Tick … Last week's report of baseball suspending Baltimore Oriole Jay Gibbons and Kansas City Royal Jose Guillen.

Tick … Barry Bonds pleads not guilty to perjury and obstruction charges in a federal investigation of performance-enhancing drugs.

Tick … American Olympic track and field star Marion Jones is stripped of her 5 medals from the 2000 Olympics.

Tick .. Today's New York Times reports that over fifty baseball players are going to get fingered by the report:

What it contains will be officially revealed Thursday, when [report author George] Mitchell holds a 2 p.m. news conference in Manhattan. Major League Baseball Commissioner Bud Selig will hold a separate news conference across town at 4:30 p.m. to discuss the report's findings. But two people who are familiar with Mitchell's investigation, and his findings, said that the report would contain the names of more than 50 active and former major league players who are linked to the use of performance-enhancing drugs.
With the report's authors playing it cool on the details, we're left to speculate just how jaw-dropping the report will be. How many of the 50 players are going to be news to us? Say, if the study points out known offenders like Jose Conseco or David Segui or Jason Giambi – who has elliptically implied his past steroid use – there won't be a whole lot of new information there.

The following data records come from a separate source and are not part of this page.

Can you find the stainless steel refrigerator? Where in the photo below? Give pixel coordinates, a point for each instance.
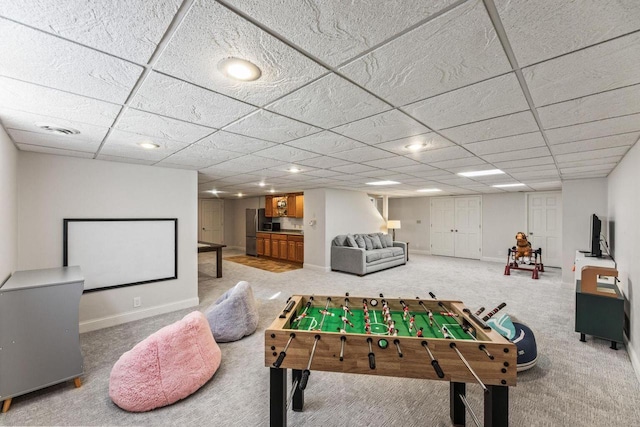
(254, 220)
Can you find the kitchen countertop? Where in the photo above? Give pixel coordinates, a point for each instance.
(289, 232)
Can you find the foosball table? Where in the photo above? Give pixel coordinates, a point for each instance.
(411, 338)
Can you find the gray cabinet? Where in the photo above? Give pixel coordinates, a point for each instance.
(39, 336)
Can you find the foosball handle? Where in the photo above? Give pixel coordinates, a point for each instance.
(304, 379)
(437, 368)
(279, 360)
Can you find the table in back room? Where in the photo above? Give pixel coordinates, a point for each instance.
(409, 338)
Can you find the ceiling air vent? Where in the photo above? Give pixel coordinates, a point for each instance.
(58, 130)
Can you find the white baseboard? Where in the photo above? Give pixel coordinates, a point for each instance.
(313, 267)
(118, 319)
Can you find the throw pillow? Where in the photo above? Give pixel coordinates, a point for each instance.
(377, 244)
(368, 243)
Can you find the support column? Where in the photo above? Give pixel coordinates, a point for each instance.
(457, 411)
(278, 398)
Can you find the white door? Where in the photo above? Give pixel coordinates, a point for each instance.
(442, 226)
(467, 227)
(544, 223)
(211, 221)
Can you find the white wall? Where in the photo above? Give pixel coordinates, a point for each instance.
(8, 206)
(580, 199)
(51, 188)
(624, 212)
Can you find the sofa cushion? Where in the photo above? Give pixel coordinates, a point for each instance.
(339, 240)
(375, 239)
(383, 241)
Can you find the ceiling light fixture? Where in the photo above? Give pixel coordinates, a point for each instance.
(508, 185)
(58, 130)
(383, 183)
(481, 173)
(239, 69)
(148, 145)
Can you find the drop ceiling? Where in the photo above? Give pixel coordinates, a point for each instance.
(546, 92)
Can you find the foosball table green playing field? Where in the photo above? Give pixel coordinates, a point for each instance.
(412, 338)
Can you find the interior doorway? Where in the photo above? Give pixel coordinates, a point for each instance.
(210, 220)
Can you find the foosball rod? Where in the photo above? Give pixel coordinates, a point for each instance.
(305, 374)
(283, 353)
(434, 361)
(494, 311)
(453, 346)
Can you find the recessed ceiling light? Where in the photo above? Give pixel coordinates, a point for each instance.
(383, 183)
(508, 185)
(239, 69)
(148, 145)
(415, 146)
(58, 130)
(481, 173)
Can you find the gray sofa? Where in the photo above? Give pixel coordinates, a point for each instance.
(365, 253)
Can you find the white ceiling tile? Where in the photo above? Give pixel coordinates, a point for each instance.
(55, 151)
(328, 102)
(623, 140)
(364, 154)
(527, 153)
(517, 142)
(600, 106)
(286, 153)
(326, 143)
(590, 155)
(152, 125)
(125, 144)
(23, 96)
(21, 120)
(128, 29)
(64, 142)
(234, 142)
(498, 127)
(455, 49)
(174, 98)
(272, 127)
(440, 154)
(430, 140)
(539, 31)
(382, 127)
(603, 67)
(606, 127)
(40, 58)
(335, 32)
(491, 98)
(210, 33)
(393, 162)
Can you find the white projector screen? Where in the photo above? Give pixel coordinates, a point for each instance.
(122, 252)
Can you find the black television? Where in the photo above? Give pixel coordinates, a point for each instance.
(596, 228)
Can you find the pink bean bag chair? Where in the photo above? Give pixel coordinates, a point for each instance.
(165, 367)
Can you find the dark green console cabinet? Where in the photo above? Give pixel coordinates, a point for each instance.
(599, 315)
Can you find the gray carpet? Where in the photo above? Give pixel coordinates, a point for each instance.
(573, 384)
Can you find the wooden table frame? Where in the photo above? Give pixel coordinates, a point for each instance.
(497, 374)
(214, 247)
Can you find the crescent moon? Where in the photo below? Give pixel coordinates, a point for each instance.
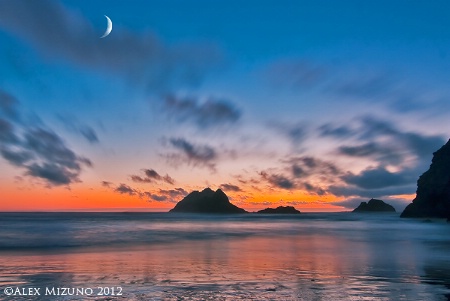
(108, 27)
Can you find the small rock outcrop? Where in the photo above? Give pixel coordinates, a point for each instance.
(374, 205)
(280, 210)
(433, 188)
(206, 201)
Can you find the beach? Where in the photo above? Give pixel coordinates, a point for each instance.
(162, 256)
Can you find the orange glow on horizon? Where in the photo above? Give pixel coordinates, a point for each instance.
(105, 199)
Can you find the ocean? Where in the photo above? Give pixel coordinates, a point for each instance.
(165, 256)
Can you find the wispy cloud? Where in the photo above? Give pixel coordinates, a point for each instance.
(74, 125)
(37, 149)
(230, 187)
(193, 154)
(151, 176)
(209, 113)
(57, 31)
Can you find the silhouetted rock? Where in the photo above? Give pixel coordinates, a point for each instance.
(206, 201)
(280, 210)
(374, 205)
(433, 188)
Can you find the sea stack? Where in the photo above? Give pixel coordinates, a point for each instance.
(280, 210)
(433, 188)
(374, 205)
(206, 201)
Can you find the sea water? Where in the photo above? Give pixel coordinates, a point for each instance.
(165, 256)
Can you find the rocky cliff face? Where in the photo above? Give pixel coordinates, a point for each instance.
(433, 188)
(374, 205)
(206, 201)
(280, 210)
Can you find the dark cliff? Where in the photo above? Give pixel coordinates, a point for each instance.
(433, 188)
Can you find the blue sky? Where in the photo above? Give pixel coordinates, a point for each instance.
(278, 101)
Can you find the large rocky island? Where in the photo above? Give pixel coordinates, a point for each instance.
(280, 210)
(206, 201)
(374, 205)
(433, 188)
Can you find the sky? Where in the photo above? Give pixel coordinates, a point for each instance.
(314, 104)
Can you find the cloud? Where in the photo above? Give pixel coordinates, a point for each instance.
(125, 189)
(152, 176)
(196, 155)
(230, 187)
(295, 74)
(75, 126)
(354, 191)
(306, 166)
(210, 113)
(376, 178)
(107, 184)
(37, 149)
(278, 180)
(8, 105)
(296, 133)
(171, 195)
(383, 141)
(398, 156)
(58, 32)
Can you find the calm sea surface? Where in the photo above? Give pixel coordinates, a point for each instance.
(163, 256)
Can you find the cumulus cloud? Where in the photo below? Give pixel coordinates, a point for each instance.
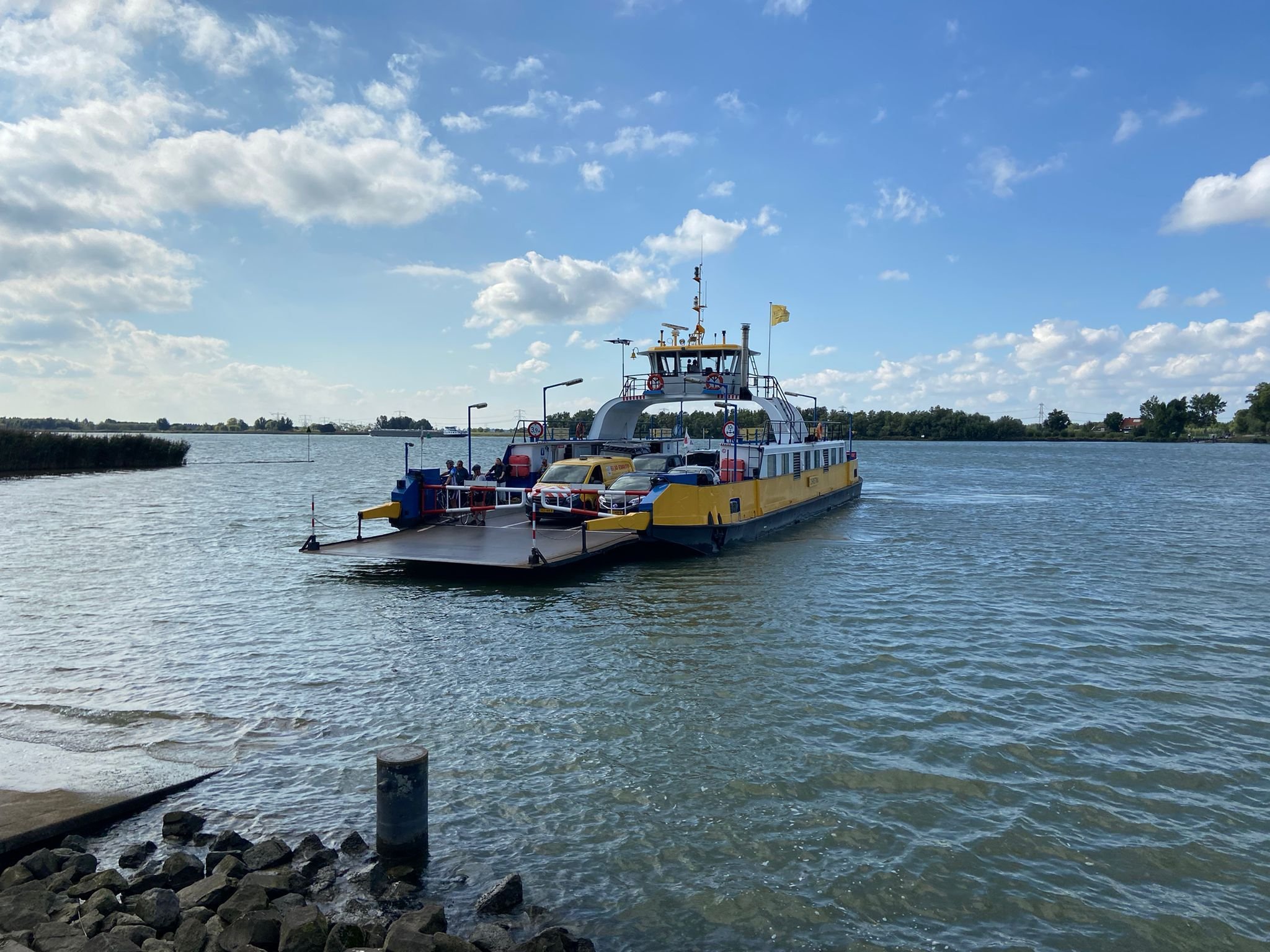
(1223, 200)
(592, 175)
(1001, 172)
(633, 140)
(1130, 123)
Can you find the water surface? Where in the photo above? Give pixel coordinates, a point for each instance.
(1016, 697)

And will it address the concern of some fans, that baseball management merely looked the other way, as Salon's King Kaufman wondered the other day?

What we're all waiting for is to see whether Mitchell's going to be a straight shooter, pardon the choice of words. The story of the juicing era in baseball can't be told without talking about the complicity of the clubs, the willingness of the owners to at least look the other way when it came to steroids and the like because bulked-up ballplayers seemed to hit more home runs, and everybody, not just chicks, digs the long ball.
While it may be just pre-release posturing, the preliminary reports coming out of New York suggest that the report won't take it easy on the powers that be.
The report, to be issued Thursday, will be sharply critical of both Major League Baseball and the players' union for tolerating the use of performance-enhancing drugs over an extended time.
So will it be a blockbuster end to a yearlong story? Or underwhelming, overhyped "not much news here" report? Will it get to the point where steroids should be considered -- as shorthand for America's shortcuts to success, a cultural reference point from Enron to YouTube celebrity-chasing, if nothing else -- for Time's Person of the Year?